Arno
- Category: Serif
- Classification: Old-style
- Designer(s): Robert Slimbach
- Foundry: Adobe Type
- Date released: 2007

= Arno (typeface) =

Arno, or Arno Pro, is a serif type family created by Robert Slimbach at Adobe intended for professional use. The name refers to the river that runs through Florence, a centre of the Italian Renaissance. Arno is an old-style serif font, drawing inspiration from a variety of 15th and 16th century typefaces. Slimbach has described the design as a combination of the period's Aldine and Venetian styles, with italics inspired by the calligraphy and printing of Ludovico degli Arrighi.

Arno was released in five optical sizes: separate fonts for different text sizes from captions to headings. In addition, Arno contains alternate letter styles such as swash italics inspired by Renaissance calligraphy. Other supported OpenType features include proportional and tabular numbers, old style figures, subscripts and superscripts, and ordinals.

Arno includes small caps, as well as dingbat and fleuron characters inspired by early printing. Arno supports the Cyrillic alphabet, mono- and polytonic Greek, as well as Latin diacritics, including the Unicode Latin Extended character set.

==Availability==
Part of the Adobe Originals programme, Arno is included with Adobe Creative Suite 3, Adobe Font Folio 11 and Adobe Typekit.

==Inspiration==
The font family is a multi-purpose type suitable for book design, inspired by the calligraphically-inspired humanistic types of the Italian Renaissance. Slimbach described his goal as giving it "a tangible style" to be "as readable as possible".

==Reception==
Arno has received positive reviews. Reviewing the font for Typographica, designer Mark Simonson described it as "nicely sturdy" for body text and highlighted the sophistication of its italic alternate programming, noting that when enabled Arno "almost becomes a different typeface". Font expert Stephen Coles compared it to Requiem. Designer and calligrapher Paul Shaw suggested that its design represents a different, more "lively" approach to the neutral-looking Minion, and "yet not as loose and carefree as Brioso."
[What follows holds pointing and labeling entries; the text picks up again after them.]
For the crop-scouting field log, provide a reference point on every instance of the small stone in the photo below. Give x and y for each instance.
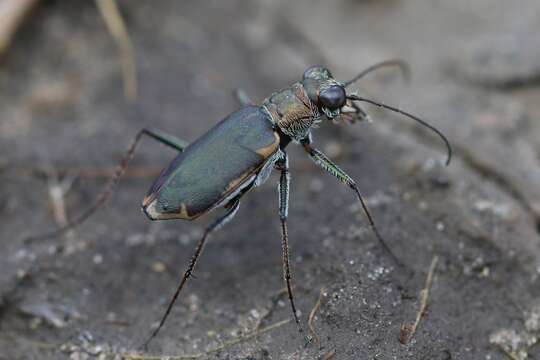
(97, 259)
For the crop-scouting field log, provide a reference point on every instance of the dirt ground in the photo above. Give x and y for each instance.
(98, 291)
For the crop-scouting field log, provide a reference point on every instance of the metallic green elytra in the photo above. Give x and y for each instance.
(239, 154)
(213, 167)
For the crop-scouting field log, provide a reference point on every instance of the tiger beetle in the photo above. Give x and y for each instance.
(239, 153)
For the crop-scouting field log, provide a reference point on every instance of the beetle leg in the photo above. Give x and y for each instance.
(242, 97)
(216, 225)
(326, 164)
(160, 136)
(283, 189)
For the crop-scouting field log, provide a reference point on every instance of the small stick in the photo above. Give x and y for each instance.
(407, 331)
(312, 316)
(113, 19)
(202, 354)
(57, 193)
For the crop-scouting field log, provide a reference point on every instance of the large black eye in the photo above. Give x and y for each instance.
(333, 98)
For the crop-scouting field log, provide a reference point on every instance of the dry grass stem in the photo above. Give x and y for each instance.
(113, 19)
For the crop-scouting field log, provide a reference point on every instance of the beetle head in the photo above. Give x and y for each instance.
(324, 91)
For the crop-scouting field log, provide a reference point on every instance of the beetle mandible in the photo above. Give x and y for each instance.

In 2011, the American Chemical Society began using Arno Pro for the body text of several of its journals, including the flagship Journal of the American Chemical Society after decades of using Times Roman.

==Optical sizes==

| Optical sizes | Caption | Small Text | Regular | Subhead | Display |
|---|---|---|---|---|---|
| Intended point sizes | <8.4 | 8.5–10.9 | 11–13.9 | 14–21.4 | >21.5 |
| Weights (all with italics) | Regular, semi-bold, bold | Regular, semi-bold, bold | Regular, semi-bold, bold | Regular, semi-bold, bold | Light, regular, semi-bold, bold |

A light weight is included only in the display style. Slimbach commented that he felt that using light styles at text sizes would be a mistake because they would be hard to read.

==Awards==
It was a winning entry in the Type Directors Club 2007 Type Design Competition (TDC^{2}), under the Type System / Superfamily category.

Document design expert Matthew Butterick used Arno in the print edition of his book Typography for Lawyers.